The quandary is used to describe the various ways in which characters react to stressful situations. It's an insoluble dilemma of some kind, a hypothetical situation set in the world of the game that you're creating. It is a problem with no best option, no clear best choice to make. It presents each character with a crisis requiring a solution, but affording no easy way out.

For each of the major characters in your game, write a description of how the character resolves the quandary, and how the situation plays out.

Write one for each of the major characters in your game, whether heroes or villains. Don't worry about how the character ought to behave. Many of the most interesting moments in games occur when ostensibly heroic characters are shown to be petty or self-absorbed (like Wesker in the original Resident Evil), or when presumably villainous characters display humanity or mercy (such as the brutal zealot Craymen in Panzer Dragoon Saga).

It's not necessary to end on a happy note for all of these scenarios. You may want many of these quandaries to end in victory or tragedy; it depends on the feel of your game. If you're working on a dark, serious game, an unhappy ending is obviously more appropriate. The important thing is that you understand why the characters are making those particular decisions. Ask yourself as you're writing the resolution for each scenario: okay, what's motivating the character to do this?
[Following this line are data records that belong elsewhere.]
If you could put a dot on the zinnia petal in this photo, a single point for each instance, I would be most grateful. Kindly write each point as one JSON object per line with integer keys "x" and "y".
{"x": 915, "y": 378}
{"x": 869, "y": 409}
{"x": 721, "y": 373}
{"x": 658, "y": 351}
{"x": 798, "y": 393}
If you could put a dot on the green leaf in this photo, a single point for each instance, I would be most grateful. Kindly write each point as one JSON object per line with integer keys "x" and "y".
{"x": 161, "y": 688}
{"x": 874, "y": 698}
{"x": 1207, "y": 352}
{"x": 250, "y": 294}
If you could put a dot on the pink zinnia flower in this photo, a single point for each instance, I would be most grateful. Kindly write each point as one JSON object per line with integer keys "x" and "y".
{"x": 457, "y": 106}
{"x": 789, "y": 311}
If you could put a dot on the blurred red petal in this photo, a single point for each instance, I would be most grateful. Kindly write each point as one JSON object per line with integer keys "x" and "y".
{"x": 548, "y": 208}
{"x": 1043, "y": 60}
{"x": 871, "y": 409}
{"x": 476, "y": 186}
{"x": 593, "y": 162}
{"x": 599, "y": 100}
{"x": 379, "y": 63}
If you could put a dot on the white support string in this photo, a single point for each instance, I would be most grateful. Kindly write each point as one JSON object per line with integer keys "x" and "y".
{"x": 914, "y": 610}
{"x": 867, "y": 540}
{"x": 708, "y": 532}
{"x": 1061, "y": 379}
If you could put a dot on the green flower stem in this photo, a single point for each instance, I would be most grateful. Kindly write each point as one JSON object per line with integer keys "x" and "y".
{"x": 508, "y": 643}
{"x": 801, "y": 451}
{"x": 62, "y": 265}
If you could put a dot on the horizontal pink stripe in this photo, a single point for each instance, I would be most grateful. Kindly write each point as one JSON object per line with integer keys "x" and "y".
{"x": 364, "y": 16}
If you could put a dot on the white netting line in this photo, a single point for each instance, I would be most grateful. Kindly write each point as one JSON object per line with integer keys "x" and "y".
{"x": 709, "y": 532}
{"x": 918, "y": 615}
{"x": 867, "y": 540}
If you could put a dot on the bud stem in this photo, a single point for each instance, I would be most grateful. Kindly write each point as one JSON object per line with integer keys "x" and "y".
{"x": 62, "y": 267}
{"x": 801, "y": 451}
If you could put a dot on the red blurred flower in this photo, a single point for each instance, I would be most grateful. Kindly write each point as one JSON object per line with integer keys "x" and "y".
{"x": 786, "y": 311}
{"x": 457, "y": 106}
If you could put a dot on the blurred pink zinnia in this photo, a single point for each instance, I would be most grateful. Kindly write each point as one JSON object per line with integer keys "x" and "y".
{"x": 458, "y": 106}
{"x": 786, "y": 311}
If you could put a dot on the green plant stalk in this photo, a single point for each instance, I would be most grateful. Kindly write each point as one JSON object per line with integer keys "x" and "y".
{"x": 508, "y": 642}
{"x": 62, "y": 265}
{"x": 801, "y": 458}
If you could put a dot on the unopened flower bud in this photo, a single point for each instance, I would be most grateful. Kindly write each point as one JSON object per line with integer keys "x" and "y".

Is the character capable of making serious mistakes in judgment?

One of the big shortcomings of many games that feature heroic characters is that the protagonists are superlative in every way, eliminating many opportunities for depth or drama. If the heroes can't be fooled or betrayed or outdone, the drama becomes extremely thin and boring. There's no threat, no chance that the hero will be undone. However, if the characters are human, and therefore fallible, they become more interesting.

Establish the reactions of the major characters to problems or crises, and see how they respond to situations of loss. See how they adapt. Be aware that it's acceptable for some of the characters behave similarly, but you don't want them all to react in exactly the same way.

For example: In the fictional superhero game "Justice Unit", one of the heroes (Ice Queen) is in the path of a bus, but doesn't see it. She's getting ready to fire a plasma beam at a group of bank robbers, and isn't aware that there's a bus headed straight for her. The bus driver has just slammed on the brakes, but isn't going to be able to stop in time, and Ice Queen will be killed when the bus hits her. On the other side of the street, a group of bank robbers has just emerged from the bank with the stolen money, and one of them is about to shoot an innocent bystander cowering next to his car.

The protagonist, super-powered marketing executive Bulletpoint, has a choice: rescue the bystander, or save his partner. But it's impossible to save both. The answer depends on what the character values.

If Bulletpoint believes that the hostage must be rescued above all else, then Ice Queen dies. But he may believe that electing to don the costume means placing one's life in danger again and again, with the understanding that one day, your luck will run out. Therefore, the innocent bystander is the person who deserves to live the most.

Or, Bulletpoint might feel a strong bond of loyalty, and save Ice Queen's life, even though it might result in the death of a hostage. Or he might save her because he believes that keeping Ice Queen alive will result in saving hundreds (even thousands) of lives down the line. So, rescuing his partner is for the greater good, and the death of that innocent person is a necessary evil. Or maybe he chooses to save Ice Queen's life because he's got feelings for her.

This process reveals the way that Bulletpoint actually feels about his work, about the people whose lives he saves, and about his teammates. It tells you how he sees the world.

The scenario might continue after the quandary has been resolved. For instance, after saving the hostage, and thereby losing his friend, Bulletpoint might then kill the bank robbers in a fit of rage. Or, after saving Ice Queen, but letting an innocent person die in the process, he might decide to give up crimefighting out of guilt.

This process will help define what makes your characters tick.